Per-test cost (offline)
For utilities with their own offline PD equipment:
- Field testing crew (3–4 person team) + equipment day rate: $5,000–$15,000 per day
- Single test campaign for one transformer: 1–2 days
- Cost per offline test: $5,000–$30,000 (including outage cost)
For utilities using contractor PD testing service:
- Contractor flat rate: $10,000–$30,000 per transformer test
- Plus outage cost separately
Total cost of ownership (5 years)
For a critical transformer:
Offline-only approach:
- Annual offline PD test: $15,000–$25,000 per year
- 5-year cost: $75,000–$125,000
- Plus outage costs: $250,000+ over 5 years
Online-only approach:
- Initial installation: $80,000
- Annual maintenance and analysis: $10,000–$20,000 per year
- 5-year cost: $130,000–$180,000
- Outage costs: minimal
Hybrid approach:
- Initial online monitoring: $80,000
- Annual online costs: $10,000
- Offline test every 2–3 years: $20,000 per occurrence
- 5-year cost: $160,000–$200,000
For non-critical equipment, periodic offline testing is significantly cheaper than online monitoring. For critical equipment, online monitoring’s continuous coverage often justifies the higher cost.
Equipment-Specific Considerations
Different equipment types favor different approaches.
Power transformers
Offline testing:
- Standard for acceptance and commissioning
- IEC 60076-3 specifies PD test as part of dielectric testing
- Comparable to manufacturer’s type test data
- Typically every 5–10 years for service equipment
Online testing:
- Increasingly common for critical units (generator step-up, main bus transformers)

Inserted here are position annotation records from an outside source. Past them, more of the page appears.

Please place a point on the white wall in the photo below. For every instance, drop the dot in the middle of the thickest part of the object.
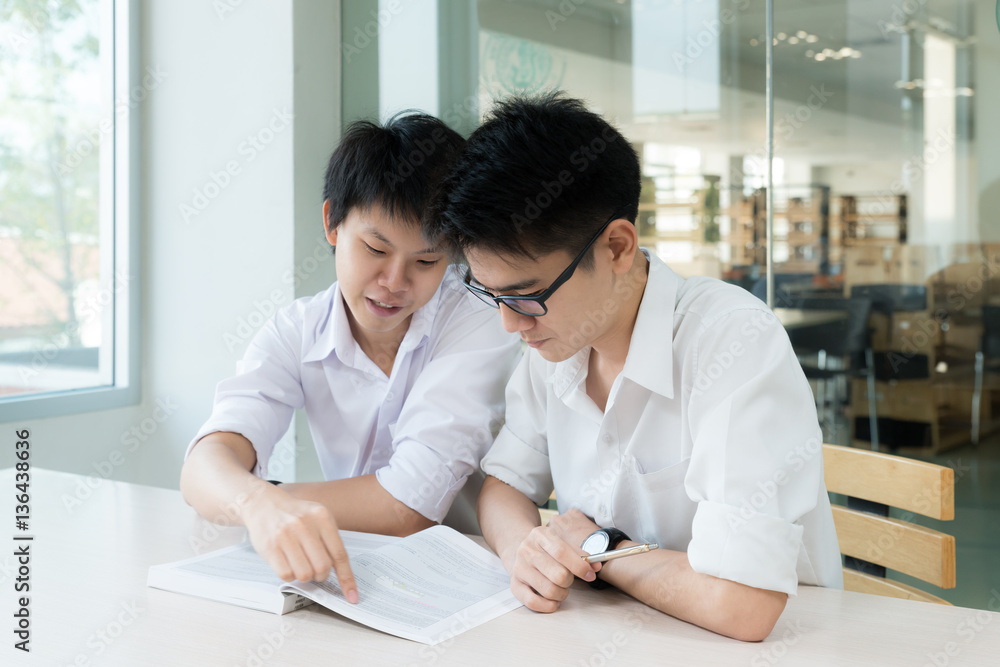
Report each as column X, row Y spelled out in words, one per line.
column 228, row 77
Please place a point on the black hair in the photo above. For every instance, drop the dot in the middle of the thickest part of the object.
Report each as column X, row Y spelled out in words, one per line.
column 396, row 166
column 540, row 174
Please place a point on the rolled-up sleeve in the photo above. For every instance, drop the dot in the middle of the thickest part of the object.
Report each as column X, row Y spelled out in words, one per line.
column 259, row 401
column 756, row 464
column 452, row 412
column 520, row 457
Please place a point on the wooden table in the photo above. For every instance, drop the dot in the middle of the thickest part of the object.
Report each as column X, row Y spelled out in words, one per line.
column 90, row 606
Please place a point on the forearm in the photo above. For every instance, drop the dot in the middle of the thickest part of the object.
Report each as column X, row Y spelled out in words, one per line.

- HFCT on neutral grounding conductor is the standard sensor
- Combined with DGA and oil analysis for comprehensive monitoring
- Acoustic emission for fault location when needed
Recommendation: Offline at commissioning and major outages. Online monitoring for transformers above $500k value or critical to operations.
Rotating machines (motors and generators)
Offline testing:
- Required for acceptance per IEEE 1434
- Typically performed during major outages
- Stator winding and rotor PD characterization
Online testing:
- HFCT or stator slot couplers (SSCs) embedded during manufacturing
- Continuous monitoring with daily/weekly trending
- Particularly common for large turbine generators
Recommendation: Offline for new machines and after major refurbishment. Online for generators above 50 MW or motors driving critical processes.

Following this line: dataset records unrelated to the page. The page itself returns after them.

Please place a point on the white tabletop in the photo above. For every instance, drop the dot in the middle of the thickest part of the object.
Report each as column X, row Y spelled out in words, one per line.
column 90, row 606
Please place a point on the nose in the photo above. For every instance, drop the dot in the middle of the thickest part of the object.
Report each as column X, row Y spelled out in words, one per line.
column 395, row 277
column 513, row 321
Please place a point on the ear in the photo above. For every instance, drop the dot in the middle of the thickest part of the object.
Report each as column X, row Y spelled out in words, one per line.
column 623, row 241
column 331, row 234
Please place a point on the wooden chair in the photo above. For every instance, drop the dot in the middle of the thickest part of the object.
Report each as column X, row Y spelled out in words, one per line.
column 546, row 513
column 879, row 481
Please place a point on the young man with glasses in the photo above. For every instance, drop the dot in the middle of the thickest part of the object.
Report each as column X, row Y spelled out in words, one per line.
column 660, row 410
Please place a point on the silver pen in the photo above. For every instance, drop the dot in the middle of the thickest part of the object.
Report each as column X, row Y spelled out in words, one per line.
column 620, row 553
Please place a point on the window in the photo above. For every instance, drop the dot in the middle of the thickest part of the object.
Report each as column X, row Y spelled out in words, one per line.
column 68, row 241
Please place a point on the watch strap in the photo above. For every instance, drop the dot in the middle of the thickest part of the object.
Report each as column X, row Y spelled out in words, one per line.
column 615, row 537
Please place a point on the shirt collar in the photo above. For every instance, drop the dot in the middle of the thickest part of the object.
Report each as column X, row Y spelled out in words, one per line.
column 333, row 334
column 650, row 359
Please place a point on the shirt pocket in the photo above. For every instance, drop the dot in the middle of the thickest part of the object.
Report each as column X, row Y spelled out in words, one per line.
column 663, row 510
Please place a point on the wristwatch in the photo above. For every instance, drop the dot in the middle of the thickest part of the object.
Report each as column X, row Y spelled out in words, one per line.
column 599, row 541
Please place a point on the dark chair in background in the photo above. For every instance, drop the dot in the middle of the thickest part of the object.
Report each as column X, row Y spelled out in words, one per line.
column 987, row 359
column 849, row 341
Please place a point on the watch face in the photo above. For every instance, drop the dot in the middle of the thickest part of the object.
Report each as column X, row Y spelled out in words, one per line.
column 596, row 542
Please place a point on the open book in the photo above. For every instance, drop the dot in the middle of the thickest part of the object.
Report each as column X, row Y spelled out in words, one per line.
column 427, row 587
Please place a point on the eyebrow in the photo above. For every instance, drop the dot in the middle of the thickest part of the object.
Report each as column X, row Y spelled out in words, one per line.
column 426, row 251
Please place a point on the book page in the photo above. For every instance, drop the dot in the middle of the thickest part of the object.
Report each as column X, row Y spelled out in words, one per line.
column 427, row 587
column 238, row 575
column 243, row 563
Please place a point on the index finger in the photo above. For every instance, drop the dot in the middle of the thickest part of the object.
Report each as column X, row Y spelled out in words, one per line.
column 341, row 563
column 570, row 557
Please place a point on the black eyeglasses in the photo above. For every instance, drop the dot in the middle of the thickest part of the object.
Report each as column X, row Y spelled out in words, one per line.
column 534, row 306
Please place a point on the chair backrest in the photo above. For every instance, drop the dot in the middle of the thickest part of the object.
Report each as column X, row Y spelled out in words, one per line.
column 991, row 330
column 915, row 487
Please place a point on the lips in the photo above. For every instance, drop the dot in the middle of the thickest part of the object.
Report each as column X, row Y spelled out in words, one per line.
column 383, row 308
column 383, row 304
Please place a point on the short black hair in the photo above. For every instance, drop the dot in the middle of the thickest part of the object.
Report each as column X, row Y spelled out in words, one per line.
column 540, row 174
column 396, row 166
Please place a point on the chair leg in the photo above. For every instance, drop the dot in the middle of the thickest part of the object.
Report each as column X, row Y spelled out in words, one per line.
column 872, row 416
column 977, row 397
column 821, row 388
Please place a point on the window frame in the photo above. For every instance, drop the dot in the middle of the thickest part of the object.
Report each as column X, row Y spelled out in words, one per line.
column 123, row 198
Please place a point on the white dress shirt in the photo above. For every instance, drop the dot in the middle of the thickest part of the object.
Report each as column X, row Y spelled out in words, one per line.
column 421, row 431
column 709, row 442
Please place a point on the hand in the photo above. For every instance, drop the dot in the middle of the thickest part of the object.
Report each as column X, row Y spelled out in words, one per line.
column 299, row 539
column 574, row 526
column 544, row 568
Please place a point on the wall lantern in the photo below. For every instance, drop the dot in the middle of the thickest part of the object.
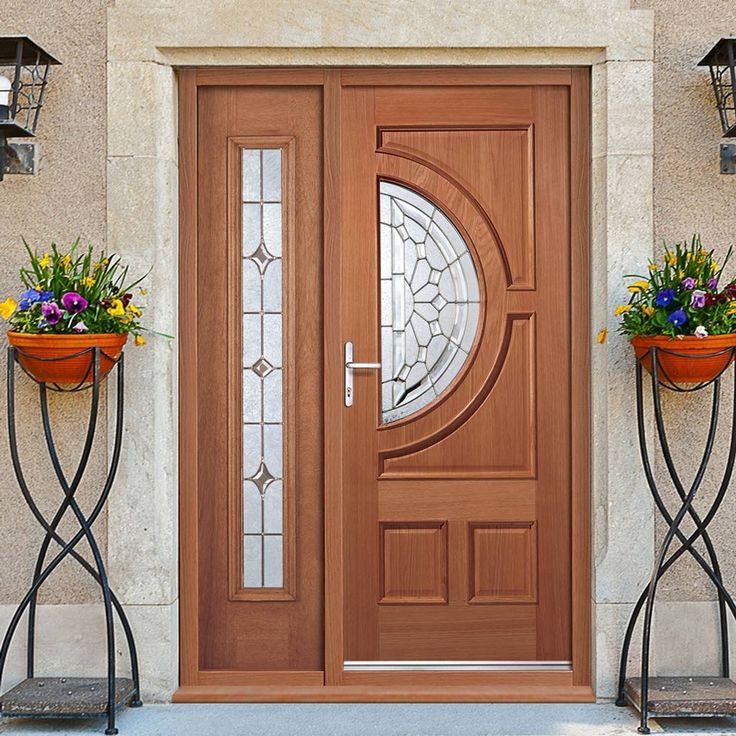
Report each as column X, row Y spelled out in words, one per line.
column 24, row 71
column 721, row 60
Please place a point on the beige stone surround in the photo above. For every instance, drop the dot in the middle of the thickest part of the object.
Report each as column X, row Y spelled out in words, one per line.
column 148, row 40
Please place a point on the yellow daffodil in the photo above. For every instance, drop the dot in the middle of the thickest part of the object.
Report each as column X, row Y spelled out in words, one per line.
column 117, row 309
column 639, row 286
column 7, row 308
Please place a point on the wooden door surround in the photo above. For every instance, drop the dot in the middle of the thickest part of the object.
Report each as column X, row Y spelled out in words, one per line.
column 312, row 627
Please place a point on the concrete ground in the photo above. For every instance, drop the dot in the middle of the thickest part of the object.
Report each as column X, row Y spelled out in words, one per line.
column 484, row 719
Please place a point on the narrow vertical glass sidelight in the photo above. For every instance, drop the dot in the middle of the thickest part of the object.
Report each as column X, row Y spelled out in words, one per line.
column 263, row 486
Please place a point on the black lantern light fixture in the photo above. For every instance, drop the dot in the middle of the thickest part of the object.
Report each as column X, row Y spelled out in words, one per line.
column 721, row 60
column 24, row 72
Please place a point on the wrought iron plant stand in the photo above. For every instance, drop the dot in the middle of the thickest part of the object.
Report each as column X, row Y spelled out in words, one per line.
column 69, row 697
column 680, row 696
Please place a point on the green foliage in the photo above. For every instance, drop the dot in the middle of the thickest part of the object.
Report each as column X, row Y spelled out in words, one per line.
column 73, row 292
column 681, row 296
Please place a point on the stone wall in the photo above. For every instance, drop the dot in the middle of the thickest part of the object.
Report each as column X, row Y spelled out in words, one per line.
column 64, row 201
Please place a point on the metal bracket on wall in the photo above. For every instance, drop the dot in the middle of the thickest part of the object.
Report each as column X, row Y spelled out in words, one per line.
column 20, row 158
column 728, row 158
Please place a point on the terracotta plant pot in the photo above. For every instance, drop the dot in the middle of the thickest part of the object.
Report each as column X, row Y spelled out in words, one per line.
column 34, row 352
column 688, row 359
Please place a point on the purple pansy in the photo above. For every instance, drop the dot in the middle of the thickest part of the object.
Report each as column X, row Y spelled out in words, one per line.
column 74, row 303
column 697, row 301
column 29, row 297
column 664, row 297
column 51, row 313
column 677, row 318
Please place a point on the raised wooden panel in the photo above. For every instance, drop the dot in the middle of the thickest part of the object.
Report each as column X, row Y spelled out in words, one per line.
column 414, row 562
column 503, row 558
column 505, row 192
column 499, row 439
column 459, row 632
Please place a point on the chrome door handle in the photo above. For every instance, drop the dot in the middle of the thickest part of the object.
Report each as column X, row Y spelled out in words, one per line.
column 350, row 366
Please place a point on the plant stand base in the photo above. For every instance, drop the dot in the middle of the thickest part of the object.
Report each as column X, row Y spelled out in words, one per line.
column 684, row 696
column 64, row 697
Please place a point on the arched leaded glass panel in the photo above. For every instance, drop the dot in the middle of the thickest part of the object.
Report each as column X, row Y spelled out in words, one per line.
column 429, row 301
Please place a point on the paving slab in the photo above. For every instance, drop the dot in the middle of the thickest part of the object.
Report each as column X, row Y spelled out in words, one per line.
column 373, row 719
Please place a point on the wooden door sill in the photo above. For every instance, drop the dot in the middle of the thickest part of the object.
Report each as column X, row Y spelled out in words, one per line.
column 378, row 694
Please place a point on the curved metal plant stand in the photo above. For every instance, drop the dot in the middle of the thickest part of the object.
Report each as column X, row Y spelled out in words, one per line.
column 69, row 697
column 679, row 696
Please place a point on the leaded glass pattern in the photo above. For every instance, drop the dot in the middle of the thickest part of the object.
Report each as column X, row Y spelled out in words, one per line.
column 263, row 489
column 429, row 301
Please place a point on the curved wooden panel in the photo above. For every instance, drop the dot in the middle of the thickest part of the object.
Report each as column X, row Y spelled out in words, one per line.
column 498, row 439
column 506, row 202
column 458, row 401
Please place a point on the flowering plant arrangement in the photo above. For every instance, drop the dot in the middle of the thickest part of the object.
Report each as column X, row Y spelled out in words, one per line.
column 684, row 295
column 73, row 292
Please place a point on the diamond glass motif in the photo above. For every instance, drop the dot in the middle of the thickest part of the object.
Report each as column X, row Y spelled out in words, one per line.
column 262, row 369
column 430, row 301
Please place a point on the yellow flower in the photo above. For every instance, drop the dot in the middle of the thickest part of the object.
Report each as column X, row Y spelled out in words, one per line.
column 117, row 309
column 7, row 308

Gas-insulated switchgear (GIS)
Offline testing:
- Difficult and expensive to perform on installed GIS
- Limited to factory acceptance testing
- Site testing usually limited to commissioning
Online testing:
- UHF monitoring is the industry standard per IEC 62478
- Permanent UHF sensors built into GIS chambers
- Continuous monitoring with sophisticated noise discrimination
Recommendation: UHF online monitoring is essentially mandatory for modern GIS. Offline rarely useful after installation.
Cables
Offline testing:
- Common for new cable commissioning
- VLF (very low frequency) PD testing is standard
- Performed before energization
Online testing:
- HFCT on cable screen/shield
- Continuous monitoring increasingly used for critical feeders
- Particularly valuable for long cable runs and submarine cables
Recommendation: Offline for commissioning. Online for cables longer than 10 km, submarine cables, or feeders to critical loads.
Switchgear and bushings
Offline testing:
- Less common — typically tested as part of associated equipment
- Bushings tested with associated transformer
Online testing:
- UHF monitoring for GIS (covered above)
- Bushing tap couplers for transformer bushing monitoring
- Continuous monitoring of busbar systems in critical substations
Recommendation: Online monitoring for critical substations; routine inspection otherwise.

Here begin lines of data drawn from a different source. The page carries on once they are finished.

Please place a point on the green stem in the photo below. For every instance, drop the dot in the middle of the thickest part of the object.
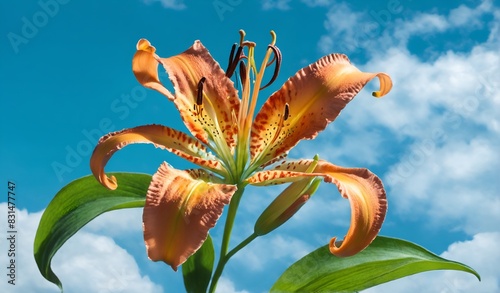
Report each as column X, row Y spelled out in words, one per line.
column 225, row 259
column 231, row 215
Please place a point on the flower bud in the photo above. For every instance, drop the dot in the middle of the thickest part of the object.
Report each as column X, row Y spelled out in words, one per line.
column 287, row 203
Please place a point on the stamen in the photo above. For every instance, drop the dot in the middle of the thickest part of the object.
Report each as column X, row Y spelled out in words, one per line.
column 199, row 97
column 243, row 72
column 231, row 56
column 232, row 67
column 278, row 57
column 287, row 112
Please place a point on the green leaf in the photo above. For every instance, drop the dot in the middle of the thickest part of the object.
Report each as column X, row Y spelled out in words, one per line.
column 197, row 270
column 78, row 203
column 386, row 259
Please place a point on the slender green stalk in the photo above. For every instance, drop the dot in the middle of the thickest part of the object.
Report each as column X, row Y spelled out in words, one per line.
column 225, row 259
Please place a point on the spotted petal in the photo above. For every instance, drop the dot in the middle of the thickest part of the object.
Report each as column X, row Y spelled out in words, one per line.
column 363, row 189
column 179, row 211
column 306, row 103
column 210, row 118
column 161, row 136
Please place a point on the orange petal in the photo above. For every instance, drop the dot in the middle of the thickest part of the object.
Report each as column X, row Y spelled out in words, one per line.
column 212, row 119
column 178, row 213
column 364, row 190
column 145, row 67
column 161, row 136
column 315, row 96
column 368, row 201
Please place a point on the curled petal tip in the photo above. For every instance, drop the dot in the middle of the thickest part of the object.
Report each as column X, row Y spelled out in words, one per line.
column 385, row 85
column 145, row 45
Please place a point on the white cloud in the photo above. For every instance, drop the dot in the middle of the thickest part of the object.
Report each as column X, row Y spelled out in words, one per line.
column 315, row 3
column 172, row 4
column 481, row 253
column 275, row 4
column 86, row 263
column 442, row 120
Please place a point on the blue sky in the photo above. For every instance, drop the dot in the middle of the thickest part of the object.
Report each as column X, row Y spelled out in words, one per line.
column 65, row 80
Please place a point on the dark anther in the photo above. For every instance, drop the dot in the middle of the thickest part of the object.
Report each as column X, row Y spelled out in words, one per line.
column 231, row 57
column 243, row 72
column 199, row 96
column 277, row 56
column 233, row 61
column 287, row 112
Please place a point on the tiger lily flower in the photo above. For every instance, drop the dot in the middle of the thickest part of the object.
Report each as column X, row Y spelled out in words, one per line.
column 234, row 147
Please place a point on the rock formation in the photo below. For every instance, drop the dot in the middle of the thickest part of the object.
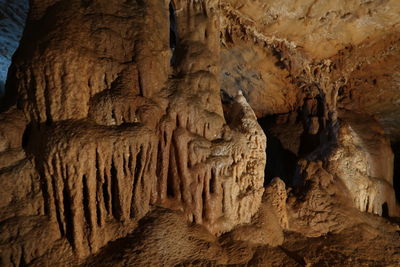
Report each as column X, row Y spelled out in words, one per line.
column 132, row 133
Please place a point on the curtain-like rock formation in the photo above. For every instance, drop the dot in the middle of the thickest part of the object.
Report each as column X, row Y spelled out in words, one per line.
column 130, row 127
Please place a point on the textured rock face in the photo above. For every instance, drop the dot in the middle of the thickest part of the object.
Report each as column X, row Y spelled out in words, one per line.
column 113, row 129
column 137, row 121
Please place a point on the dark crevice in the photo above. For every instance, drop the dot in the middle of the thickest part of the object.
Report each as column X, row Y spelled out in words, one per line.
column 396, row 169
column 212, row 181
column 385, row 210
column 281, row 162
column 85, row 200
column 115, row 205
column 69, row 225
column 171, row 174
column 173, row 33
column 106, row 196
column 98, row 190
column 136, row 177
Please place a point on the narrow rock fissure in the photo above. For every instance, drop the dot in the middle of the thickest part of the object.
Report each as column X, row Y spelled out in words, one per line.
column 396, row 170
column 173, row 33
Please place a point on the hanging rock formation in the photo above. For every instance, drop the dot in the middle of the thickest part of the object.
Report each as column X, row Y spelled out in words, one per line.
column 132, row 133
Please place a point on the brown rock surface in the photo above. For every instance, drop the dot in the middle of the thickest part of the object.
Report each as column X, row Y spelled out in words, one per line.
column 129, row 134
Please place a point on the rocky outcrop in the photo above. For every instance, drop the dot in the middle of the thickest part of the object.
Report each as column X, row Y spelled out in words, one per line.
column 134, row 126
column 108, row 136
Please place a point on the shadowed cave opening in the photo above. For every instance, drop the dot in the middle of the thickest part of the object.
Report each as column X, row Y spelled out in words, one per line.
column 396, row 169
column 13, row 16
column 284, row 161
column 173, row 33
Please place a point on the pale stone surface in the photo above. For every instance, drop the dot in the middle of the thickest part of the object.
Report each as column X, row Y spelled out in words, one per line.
column 111, row 123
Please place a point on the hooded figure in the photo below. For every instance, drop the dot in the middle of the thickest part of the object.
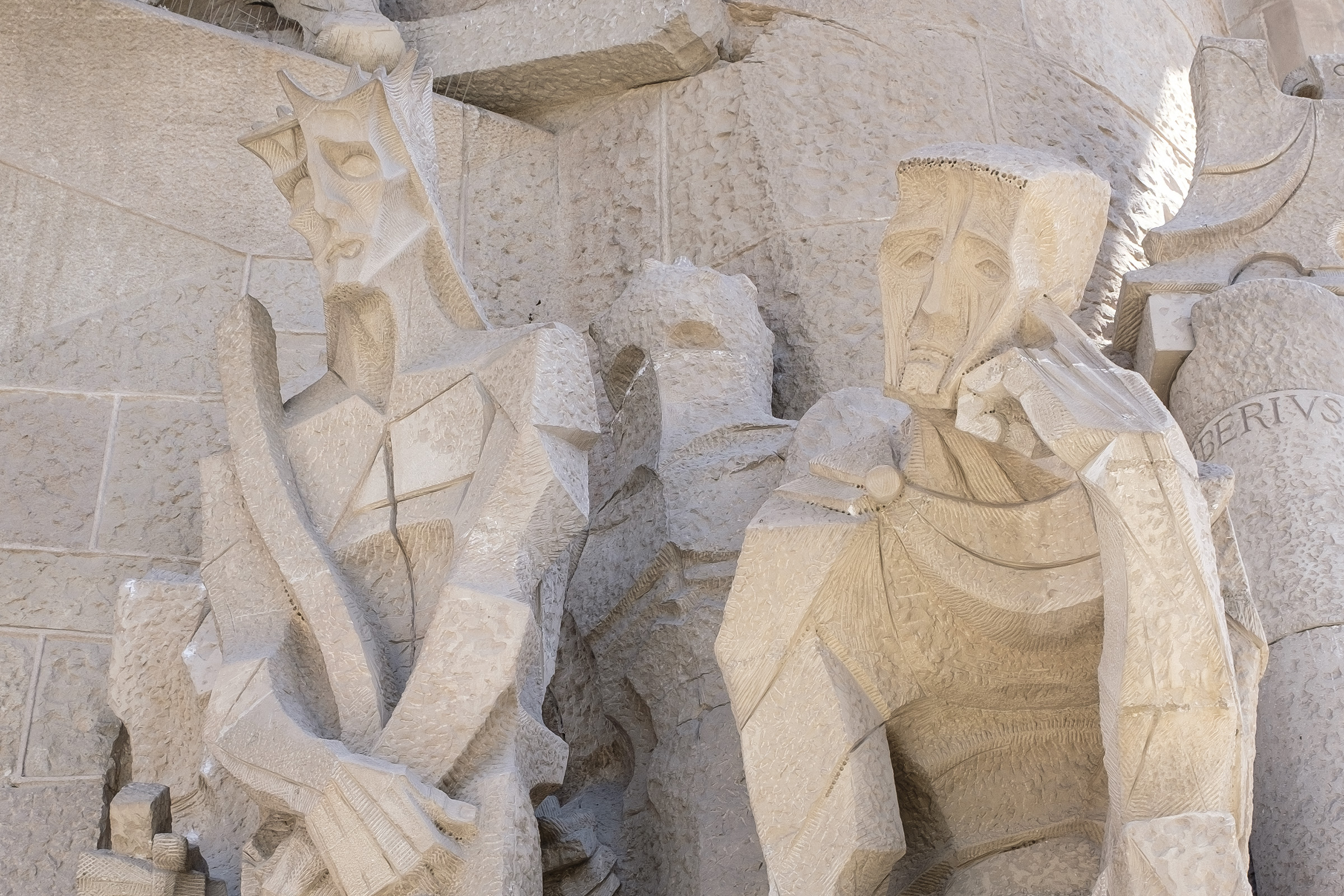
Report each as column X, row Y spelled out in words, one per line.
column 386, row 547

The Hybrid Approach: Best of Both
For critical equipment, the strongest approach combines both methods.
Typical hybrid program
At commissioning (offline):
- Calibrated PD measurement per IEC 60270
- Establishes quantitative baseline
- Documents acceptance against equipment standards
Continuous (online):
- HFCT or UHF sensors monitoring during operation
- Trending of relative PD activity
- Early warning of developing issues
Periodic (offline):
- Every 5–10 years, take equipment out of service for offline testing
- Re-establishes calibrated baseline
- Validates online monitoring sensitivity
- Allows PDIV/PDEV characterization
On-trigger (offline):
- When online monitoring detects significant change, schedule offline diagnostic testing
- Detailed characterization of the developing fault
- Decision-making input for repair vs replace
This approach captures the best of both: quantitative reference points from offline, continuous coverage from online.
Why hybrid works
The two methods compensate for each other’s weaknesses:
- Offline calibration provides absolute reference; online monitoring provides continuous coverage
- Offline catches PD that requires elevated voltage; online catches PD that requires actual operating conditions
- Offline gives comparable values across equipment; online gives equipment-specific trending
Most modern utility PD programs for critical equipment use this hybrid approach. The cost is higher than either method alone, but the diagnostic value is greater than the sum.
Decision Framework
Use this framework to choose the right approach:
Choose offline-only when:
- Equipment is non-critical (failure consequences are modest)
- Equipment is rarely energized (standby, peaking units)
- Budget is tight ($50k+ for online monitoring is hard to justify on small assets)
- Equipment is new and needs commissioning per standards
- Periodic snapshots are sufficient for the application
Choose online-only when:
- Equipment outages are extremely costly (utility transformers, large generators)
- Operational profile causes PD that varies with load/conditions
- Continuous coverage is mandatory (regulatory or insurance requirement)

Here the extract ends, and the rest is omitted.